Abstract
This paper presents the development, testing and validity of an active mooring simulator for basin testing of scale model floating offshore wind turbines (FOWTs). The mooring simulator uses closed loop force control and a lookup table to actuate linear and non-linear mooring response for a semi-submersible 11MW FOWT at 1:56.7 scale. Presented is the validation of the system performance on the bench and against traditional springs in the basin. Three mooring systems were actuated by the mooring simulator:
1) Linearized polyester semi-taut mooring,
2) Non-linear polyester semi-taut mooring,
3) Non-linear catenary mooring.
Characterization and verification of the simulated mooring system was done by direct comparison to an actual spring system. Validation results include linear actuated free decays and irregular wave tests in comparison to traditional spring setup. Non-linear mooring responses were also simulated under irregular sea states specified by ABS guidelines.
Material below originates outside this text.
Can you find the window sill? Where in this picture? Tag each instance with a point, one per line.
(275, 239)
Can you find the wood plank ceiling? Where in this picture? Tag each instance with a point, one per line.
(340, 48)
The control system uses a proportional-integrator (PI) controller with active force feedback and a lookup table. The force-displacement relationship of the represented mooring systems includes static and dynamic stiffness components developed from OrcaFlex simulations. This relationship is fed into the controller for the active mooring system via a lookup table. The actuation of non-linear force displacement relationships allows for basin test results to be more accurate to the increasingly non-linear mooring systems being developed.